Samsung’s Bixby lays the groundwork for the company’s smart home play

The Galaxy S8’s main selling point still isn’t fully formed. Announced the week leading up to today’s main event, Bixby is as much a key building block for the company moving forward as it is a shiny new piece of a flagship phone. The company is finally ready to make its play for the smart home, and the new messenger is going to be a key component.

Consider this: The company hasn’t been nearly as aggressive in its bid to provide a unifying presence for connected-home devices. Sure, the company picked up SmartThings back in 2014, but the Kickstarter-funded company hasn’t promoted the technology with the same push as Amazon’s Echo or Apple’s HomeKit, even as interest in the technology has skyrocket.

Strange, given the fact that it has the pieces to make a uniquely appealing play in a sea of like-minded solutions. After all, Samsung’s got something that Apple, Google and Amazon don’t: its own line of connected-home devices, from smart fridges to robotic vacuums.

This week at Unpacked, the company is showcasing some key steps toward unification. In discussing the unveiling, the company has made mention of its “overall ecosystem strategy,” tied together through Bixby Home. The assistant will provide a centralized location akin to Apple Home, wherein users can control and monitor connected devices and set automated multiple smart home behaviors based on things like user proximity or time of day, similar to what Apple offers with Scenes.

It’s clear, of course, that the Galaxy S8 is just the first step in Bixby’s growth. It likely won’t be long before the assistant rolls out to the rest of the company’s myriad device categories, starting with the a new router that was also announced at today’s event. Samsung’s growing home router play (which includes a number of 5G devices unveiled at MWC), is one speaker and integrated smart assistant away from taking on Echo and Google Home. Don’t be surprised if the company launches one of these devices by year’s end.

Even if Samsung for some reason fails to make good on that promise, the company again has plenty of devices in the wild to lean on. Apple has already made it clear that the Apple TV is going to be a centerpiece of the company’s connected-home strategy.
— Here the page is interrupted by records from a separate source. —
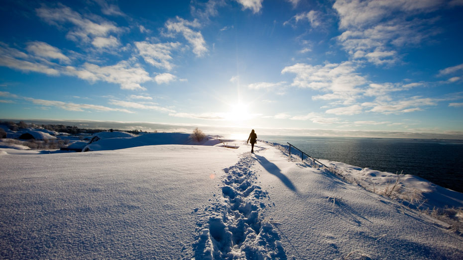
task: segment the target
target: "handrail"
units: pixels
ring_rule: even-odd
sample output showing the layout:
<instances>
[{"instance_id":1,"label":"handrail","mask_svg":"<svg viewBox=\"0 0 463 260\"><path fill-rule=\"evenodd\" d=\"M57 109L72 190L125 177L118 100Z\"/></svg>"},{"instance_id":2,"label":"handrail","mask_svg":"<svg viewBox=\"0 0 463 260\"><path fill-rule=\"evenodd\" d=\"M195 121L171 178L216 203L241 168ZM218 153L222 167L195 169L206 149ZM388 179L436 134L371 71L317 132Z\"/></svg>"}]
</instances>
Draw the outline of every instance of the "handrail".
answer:
<instances>
[{"instance_id":1,"label":"handrail","mask_svg":"<svg viewBox=\"0 0 463 260\"><path fill-rule=\"evenodd\" d=\"M319 164L320 164L321 165L323 165L323 166L325 166L325 167L328 168L328 167L327 167L327 166L325 165L324 164L322 164L322 163L320 163L320 162L319 161L317 160L315 158L314 158L312 157L312 156L310 156L310 155L308 155L307 154L306 154L306 153L304 153L304 152L301 151L301 150L299 150L297 147L296 147L294 146L294 145L293 145L290 144L289 143L288 143L287 142L286 142L286 143L288 144L288 145L289 145L289 157L291 157L291 146L292 146L293 147L296 148L296 150L297 150L298 151L299 151L299 152L301 152L301 159L302 159L302 161L304 161L304 155L306 155L307 156L307 157L309 157L309 158L312 158L312 160L314 160L314 162L317 162L317 163L318 163Z\"/></svg>"}]
</instances>

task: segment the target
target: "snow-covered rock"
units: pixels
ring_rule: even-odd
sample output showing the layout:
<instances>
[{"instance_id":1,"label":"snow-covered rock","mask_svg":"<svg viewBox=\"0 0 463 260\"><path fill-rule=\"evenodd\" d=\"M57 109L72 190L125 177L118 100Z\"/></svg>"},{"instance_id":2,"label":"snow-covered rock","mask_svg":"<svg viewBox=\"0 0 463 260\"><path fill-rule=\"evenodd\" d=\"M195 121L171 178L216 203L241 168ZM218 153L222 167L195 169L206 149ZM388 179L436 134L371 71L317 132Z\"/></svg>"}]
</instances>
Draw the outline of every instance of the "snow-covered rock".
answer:
<instances>
[{"instance_id":1,"label":"snow-covered rock","mask_svg":"<svg viewBox=\"0 0 463 260\"><path fill-rule=\"evenodd\" d=\"M21 131L18 132L18 133L21 133L21 135L22 135L24 134L29 134L33 137L34 139L36 140L54 140L57 139L56 137L44 132L41 132L39 131L34 131L31 130L27 130L25 131ZM21 136L19 136L18 138L20 139Z\"/></svg>"}]
</instances>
In lieu of a low-priced Echo-like device, the set-top box is the closest the company has to an always-on connect product that can serve as a smart-home hub.

Samsung, for its part, has already announced that it’s going all-in on connected sets, giving all sets some level of smartness, moving forward. That’s a tremendous potential install base for the company. Pair that with all of the company’s connected washers and driers, refrigerators and the like, and we’re talking a large population of users who may have already opted into the company’s larger smart-home play without knowing it.

It’s for this reason Samsung’s decision to build its own Smart Assistant makes perfect sense. Sure, on mobile Bixby feels like another me-too play as Siri and Alexa are already battling it out for Android users, but Samsung’s move is much larger, and like Amazon’s low-cost Echo, the company has been laying the groundwork all along.

That means that, while Bixby is late to the party, adoption should be simple for anyone with a Galaxy device and connected Samsung home product. The company has been laying the groundwork for a larger product ecosystem, and if things go according to plan, the company’s new home assistant will be the thing that connects those dots.

Of course, Bixby has to actually make it out into the world. And like Google’s Assistant, the platform’s success will depend in part on how many mobile devices it makes it on to. It was Google’s somewhat delayed roll out that helped open the door for Amazon’s Alexa play on mobile. The S8 and S8+ will launch with the virtual assistant, and certainly the next Note device and any flagship tablets from the company.

But in order to make Bixby the ubiquitous language the company is hoping for, it’s going to have to extend beyond even Samsung devices. The company will need to bring its assistant to the Google Play — and dare I say it — Apple App stores. One of the key problems these assistants are working to solve is the creation of a unified, cross-device hub, rather than separate logins for each individual smart-home component.

As such, the company will need to ensure that Bixby is integrated with as many devices as possible. The company’s stated third-party support for apps will be a big piece of that puzzle, but opening up the assistant to more mobile platforms will be a solid way to help loop people in to the assistant and overcome the company’s late start to the party.

Still, the company will, at the very least, have a unique entry into the ever-escalating fight for the smart home. Like Apple, Amazon and Google, the company has found its own way into the space. And in some respects, Samsung may actually have the strongest potential foundation for a killer smart-home play, between Smart Things and a wide range of connected home appliances.

Bixby might be hampered by a late arrival out of the gate, but if the company plays its cards right and delivers some truly seamless integration across devices, it may have hope for uniting the smart home after all.